Originally posted February 2011.
In his January 14, 2011 article for the New York Times Deal Book (Community Health Seeks to Oust Tenet’s Board) Michael J. De La Merced quotes Community Health Care’s chairman and chief executive, Wayne T. Smith, as saying: “Tenet’s highly paid board has clearly demonstrated its entrenchment” when Tenet’s board rejected Community’s “$6-a-share cash-and-stock bid as undervalued…”. So we asked ourselves, are Tenet’s board members really “highly paid”?
According to Tenet’s 2010 Proxy Statement director compensation ranges from a high (for Mr. Kangas) of $404,000 to a “low” of $239,000 (for Messers. Garrison and Pettingill), with total Board compensation being $2,418,000. This is significant money by most people’s standards but the real question is not whether these members are highly paid in absolute terms, but whether they are appropriately paid in relationship to the performance of the company and in terms of the contribution they make to that performance.
Here are a few things about Board members (generalized, of course, but generally accurate):
• Compensation for most board members is just a small part of their overall wealth. And although we have never heard a board member say they would take on the job for no pay, most often pay is not the primary criteria for assuming the role.
• Boards are comprised of individuals who are smart people. The Board members have risen to levels of success in other organizations often reaching that of CEO’s. And most board members achieved their success with egos as large as (or even eclipsing) their great successes.
• Most board members want to be as successful in their board roles as they were (or perhaps are) in their other jobs. And they know their responsibility as a board member is to work on behalf of shareholders who want the best return on their investment at a reasonable risk. (Which would be, in the case of an acquisition, the highest purchase price possible).
So is Tenet’s board overpaid and does that in any way suggest that they are “entrenched”? Without a thorough examination of the company, its performance, the work that Board does, and the process for selecting and compensating Board members, those questions are hard to answer.
From Grahall’s perspective, Board of Directors Compensation is best determined referencing the organizations’ environment, key stakeholders and business characteristics to provide the required linkage and rationale for the level of and use of retainers, meeting fees, stock, and chairman and committee fees. Using this approach, the Board’s Total Reward Strategy serves as an organization’s thoughtful, holistic rewards system, supporting its values, culture, processes and structure. Board of Directors Total Reward Strategy provides the framework for allocating reward elements taking into account three strategic axes: money, mix and messages that comprise the Board of Directors’ reward architecture.

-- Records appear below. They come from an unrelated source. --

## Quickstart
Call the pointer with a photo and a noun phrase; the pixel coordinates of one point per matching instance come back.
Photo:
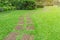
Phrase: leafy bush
(26, 5)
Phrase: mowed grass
(9, 20)
(46, 21)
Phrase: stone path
(29, 26)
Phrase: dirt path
(30, 26)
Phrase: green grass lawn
(46, 21)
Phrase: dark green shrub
(1, 9)
(40, 6)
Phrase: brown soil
(28, 37)
(30, 27)
(11, 36)
(19, 27)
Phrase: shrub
(26, 5)
(40, 6)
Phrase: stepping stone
(27, 37)
(30, 27)
(19, 27)
(29, 22)
(21, 22)
(12, 36)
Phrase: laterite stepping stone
(21, 22)
(29, 22)
(27, 37)
(30, 27)
(19, 27)
(12, 36)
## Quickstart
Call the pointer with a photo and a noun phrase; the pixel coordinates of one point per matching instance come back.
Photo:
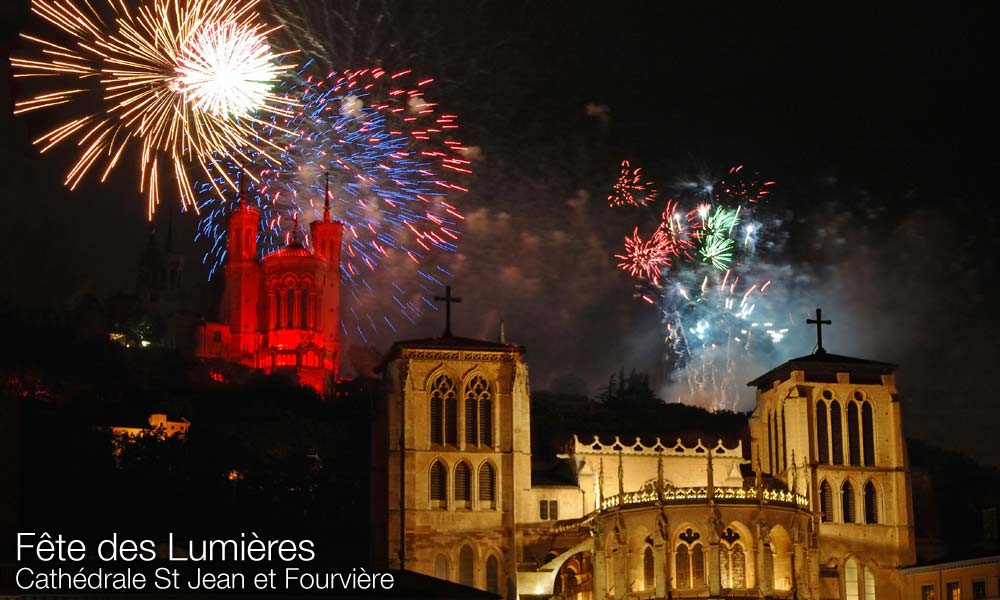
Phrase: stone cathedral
(815, 505)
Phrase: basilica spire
(326, 199)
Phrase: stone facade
(280, 313)
(819, 508)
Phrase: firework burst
(392, 165)
(184, 80)
(629, 189)
(697, 268)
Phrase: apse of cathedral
(280, 313)
(815, 504)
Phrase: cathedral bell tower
(242, 289)
(326, 238)
(830, 426)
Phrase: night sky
(876, 122)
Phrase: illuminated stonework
(281, 313)
(644, 518)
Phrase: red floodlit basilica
(280, 313)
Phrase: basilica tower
(830, 426)
(241, 298)
(280, 313)
(451, 458)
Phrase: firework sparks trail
(629, 189)
(393, 167)
(698, 268)
(184, 80)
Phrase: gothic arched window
(836, 433)
(697, 566)
(826, 502)
(871, 504)
(290, 313)
(689, 561)
(772, 443)
(822, 439)
(304, 308)
(463, 484)
(868, 433)
(853, 441)
(739, 571)
(441, 567)
(277, 310)
(869, 584)
(487, 491)
(851, 587)
(493, 575)
(478, 412)
(439, 485)
(682, 570)
(847, 501)
(443, 423)
(648, 569)
(466, 570)
(784, 447)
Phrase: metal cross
(819, 322)
(448, 300)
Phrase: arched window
(451, 419)
(304, 308)
(847, 500)
(648, 569)
(826, 502)
(486, 419)
(851, 579)
(441, 567)
(733, 565)
(836, 433)
(682, 569)
(478, 413)
(739, 574)
(487, 491)
(822, 439)
(439, 485)
(869, 584)
(784, 448)
(463, 484)
(772, 442)
(443, 424)
(471, 416)
(868, 433)
(466, 571)
(871, 504)
(492, 575)
(277, 310)
(697, 566)
(853, 433)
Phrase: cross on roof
(448, 300)
(819, 322)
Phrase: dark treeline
(268, 456)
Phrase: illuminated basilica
(816, 504)
(280, 313)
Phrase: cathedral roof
(447, 343)
(451, 342)
(289, 251)
(823, 367)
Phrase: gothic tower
(830, 426)
(451, 458)
(280, 313)
(326, 238)
(241, 298)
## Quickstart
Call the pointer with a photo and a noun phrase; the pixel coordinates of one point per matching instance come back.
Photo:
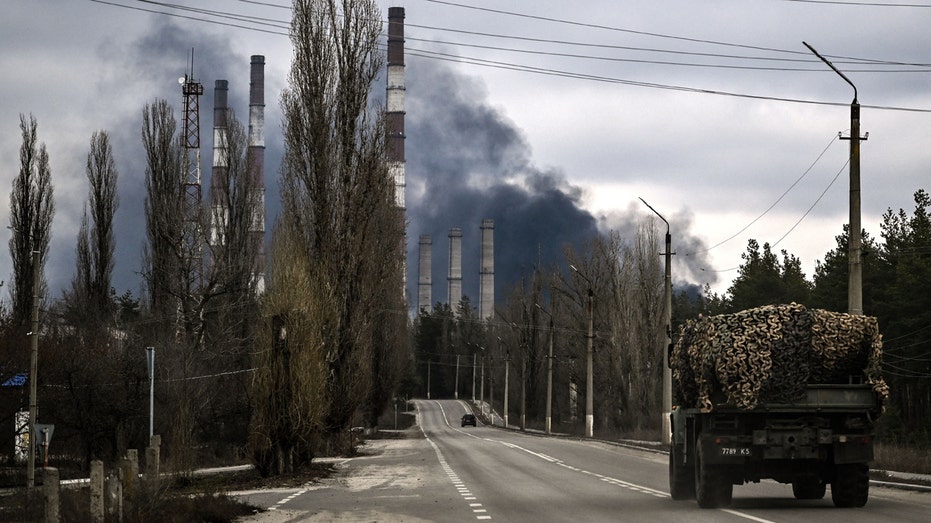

The major elements of Grahall’s Board review methodology include: Total Board Cost, Relative Pay, Board and Member Contribution, Level of Performance and Reward Architecture (including Membership Rewards, Performance Based Rewards, Contribution Rewards and Role Based Rewards).
With that information a company, an investor, or an acquirer can fully evaluate a company’s Board and determine optimal compensation structure.